However, the army read the atmosphere. It was time for her to leave.

A contest has already begun over who will benefit from the removal of Sheikh Hasina. On the one side are the students, led by the Bangladesh Student Uprising Central Committee of about 158 people and six spokespersons. Lead spokesperson Nahid Islam made the students’ views clear: “Any government other than the one we recommended would not be accepted. We won’t betray the bloodshed by the martyrs for our cause. We will create a new democratic Bangladesh through our promise of security of life, social justice, and a new political landscape.” At the other end are the military and the opposition political forces (including the primary opposition party Bangladesh National Party, the Islamist party Bangladesh Jamaat-e-Islami, and the small left party Ganosamhati Andolan). While the Army’s first meetings were with these opposition parties, a public outcry over the erasure of the student movement forced the Army to meet with the Student Central Committee and listen to their primary demands.

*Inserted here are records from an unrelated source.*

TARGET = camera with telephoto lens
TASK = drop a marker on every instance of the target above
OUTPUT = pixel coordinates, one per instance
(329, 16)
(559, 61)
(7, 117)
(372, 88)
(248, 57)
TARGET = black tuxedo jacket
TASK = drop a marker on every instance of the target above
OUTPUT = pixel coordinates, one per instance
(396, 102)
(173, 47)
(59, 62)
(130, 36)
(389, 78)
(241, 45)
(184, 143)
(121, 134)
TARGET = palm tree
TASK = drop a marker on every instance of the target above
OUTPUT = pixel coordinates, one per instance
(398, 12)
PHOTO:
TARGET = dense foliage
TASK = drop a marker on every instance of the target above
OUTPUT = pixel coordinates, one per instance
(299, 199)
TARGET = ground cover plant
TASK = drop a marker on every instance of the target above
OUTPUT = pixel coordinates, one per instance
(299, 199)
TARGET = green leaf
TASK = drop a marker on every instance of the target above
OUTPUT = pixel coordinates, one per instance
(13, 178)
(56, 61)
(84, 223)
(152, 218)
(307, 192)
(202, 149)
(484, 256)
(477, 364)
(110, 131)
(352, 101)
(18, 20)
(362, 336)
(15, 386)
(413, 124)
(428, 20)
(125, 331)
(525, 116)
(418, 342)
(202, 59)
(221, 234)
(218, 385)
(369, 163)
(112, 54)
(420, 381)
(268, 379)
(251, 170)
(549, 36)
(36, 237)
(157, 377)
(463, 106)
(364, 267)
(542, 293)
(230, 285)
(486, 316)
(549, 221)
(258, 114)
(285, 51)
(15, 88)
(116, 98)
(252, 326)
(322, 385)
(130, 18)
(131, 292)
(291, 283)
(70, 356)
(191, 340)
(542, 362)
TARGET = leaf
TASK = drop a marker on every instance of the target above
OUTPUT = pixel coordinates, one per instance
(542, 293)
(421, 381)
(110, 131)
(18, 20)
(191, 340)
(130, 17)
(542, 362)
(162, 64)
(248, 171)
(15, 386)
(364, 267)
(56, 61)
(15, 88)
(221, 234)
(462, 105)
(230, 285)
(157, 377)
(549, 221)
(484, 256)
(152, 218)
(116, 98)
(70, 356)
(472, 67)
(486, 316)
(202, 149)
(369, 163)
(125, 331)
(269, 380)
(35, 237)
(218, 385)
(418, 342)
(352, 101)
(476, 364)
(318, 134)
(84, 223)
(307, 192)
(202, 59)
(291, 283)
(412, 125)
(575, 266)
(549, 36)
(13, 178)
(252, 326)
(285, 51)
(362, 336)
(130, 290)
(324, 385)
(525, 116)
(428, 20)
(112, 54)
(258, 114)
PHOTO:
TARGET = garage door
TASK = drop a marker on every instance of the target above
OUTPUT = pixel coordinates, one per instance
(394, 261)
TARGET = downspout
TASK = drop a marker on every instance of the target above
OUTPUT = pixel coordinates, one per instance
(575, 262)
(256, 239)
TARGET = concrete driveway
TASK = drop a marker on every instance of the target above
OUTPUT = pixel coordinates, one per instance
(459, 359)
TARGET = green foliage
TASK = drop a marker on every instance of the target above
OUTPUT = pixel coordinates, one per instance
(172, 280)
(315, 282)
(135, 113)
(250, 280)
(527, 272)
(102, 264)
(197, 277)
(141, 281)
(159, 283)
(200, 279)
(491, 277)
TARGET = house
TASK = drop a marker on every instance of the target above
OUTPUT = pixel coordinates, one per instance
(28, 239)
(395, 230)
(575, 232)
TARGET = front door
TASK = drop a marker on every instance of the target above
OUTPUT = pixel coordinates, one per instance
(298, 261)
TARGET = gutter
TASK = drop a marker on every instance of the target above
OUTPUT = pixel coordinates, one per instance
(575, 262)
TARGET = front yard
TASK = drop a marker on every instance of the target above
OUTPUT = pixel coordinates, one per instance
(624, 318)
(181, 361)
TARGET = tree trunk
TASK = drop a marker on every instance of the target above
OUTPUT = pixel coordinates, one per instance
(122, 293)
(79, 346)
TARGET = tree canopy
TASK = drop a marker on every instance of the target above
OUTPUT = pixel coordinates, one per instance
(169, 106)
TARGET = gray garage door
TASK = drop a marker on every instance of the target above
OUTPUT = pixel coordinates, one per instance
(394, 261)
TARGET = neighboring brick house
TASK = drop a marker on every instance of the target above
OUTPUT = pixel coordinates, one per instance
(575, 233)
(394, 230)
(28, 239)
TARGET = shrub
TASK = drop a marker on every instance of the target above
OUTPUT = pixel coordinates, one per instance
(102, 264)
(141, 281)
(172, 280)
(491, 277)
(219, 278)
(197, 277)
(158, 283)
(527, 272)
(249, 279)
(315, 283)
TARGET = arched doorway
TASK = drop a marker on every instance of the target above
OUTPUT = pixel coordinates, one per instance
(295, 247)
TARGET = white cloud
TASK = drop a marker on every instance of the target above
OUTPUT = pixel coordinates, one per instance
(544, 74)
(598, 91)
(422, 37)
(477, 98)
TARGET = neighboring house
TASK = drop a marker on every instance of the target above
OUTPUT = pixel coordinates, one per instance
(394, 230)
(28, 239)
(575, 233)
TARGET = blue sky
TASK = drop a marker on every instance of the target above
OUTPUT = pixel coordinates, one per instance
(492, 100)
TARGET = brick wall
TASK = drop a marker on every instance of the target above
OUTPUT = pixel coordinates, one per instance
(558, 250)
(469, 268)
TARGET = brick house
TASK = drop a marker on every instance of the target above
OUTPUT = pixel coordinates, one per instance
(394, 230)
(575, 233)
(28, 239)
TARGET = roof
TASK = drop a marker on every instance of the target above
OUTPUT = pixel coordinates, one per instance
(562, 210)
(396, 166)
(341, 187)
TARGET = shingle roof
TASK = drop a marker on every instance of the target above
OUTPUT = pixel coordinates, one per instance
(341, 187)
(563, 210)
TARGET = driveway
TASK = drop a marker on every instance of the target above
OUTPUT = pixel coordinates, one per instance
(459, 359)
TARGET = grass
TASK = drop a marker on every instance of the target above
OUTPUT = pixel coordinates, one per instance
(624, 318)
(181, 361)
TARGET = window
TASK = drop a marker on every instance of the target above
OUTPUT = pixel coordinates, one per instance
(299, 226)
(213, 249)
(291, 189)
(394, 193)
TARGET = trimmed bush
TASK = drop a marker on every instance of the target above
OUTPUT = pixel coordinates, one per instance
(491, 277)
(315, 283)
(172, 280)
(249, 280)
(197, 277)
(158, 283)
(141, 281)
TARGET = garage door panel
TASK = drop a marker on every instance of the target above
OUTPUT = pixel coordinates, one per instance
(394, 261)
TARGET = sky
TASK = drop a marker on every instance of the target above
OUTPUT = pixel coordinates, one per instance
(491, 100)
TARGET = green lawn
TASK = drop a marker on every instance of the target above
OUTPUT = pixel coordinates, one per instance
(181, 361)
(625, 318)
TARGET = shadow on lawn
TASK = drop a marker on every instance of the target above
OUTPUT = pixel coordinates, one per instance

There is a habit called polti khawa or “changing the team jersey midway through a football match” that prevails in Bangladesh, with the military being the referee in charge at all times. This slogan is being used in public discourse now to draw attention to any attempt by the military to impose a mere change of jersey when the students are demanding a wholesale change of the rules of the game. Aware of this, the military has accepted the student demand that the new government be led by economist Muhammad Yunus, Bangladesh’s only Nobel Prize winner. Yunus, as the founder of the microcredit movement and promoter of “social business,” used to be seen as primarily a phenomenon in the neoliberal NGO world. However, the Hasina government’s relentless political vendetta against him over the last decade, and his decision to speak up for the student movement, have transformed him into an unlikely “guardian” figure for the protesters. The students see him as a figurehead although his neoliberal politics of austerity might be at odds with their key demand, which is for employment.

Students

Even prior to independence and despite the rural character of the region, the epicenter of Bangladeshi politics has been in urban areas, with a focus on Dhaka. Even as other forces entered the political arena, students remain key political actors in Bangladesh. One of the earliest protests in post-colonial Pakistan was the language movement (bhasha andolan) that emerged out of Dhaka University, where student leaders were killed during an agitation in 1952 (they are memorialized in the Shaheed Minar, or Martyrs’ Pillar, in Dhaka). Students became a key part of the freedom struggle for liberation from Pakistan in 1971, which is why the Pakistani army targeted the universities in Operation Searchlight which led to massacres of student activists. The political parties that emerged in Bangladesh after 1971 grew largely through their student wings—the Awami League’s Bangladesh Chhatra League, the Bangladesh National Party’s Bangladesh Jatiotabadi Chatradal, and the Jamaat-e-Islami’s Bangladesh Islami Chhatra Shibir.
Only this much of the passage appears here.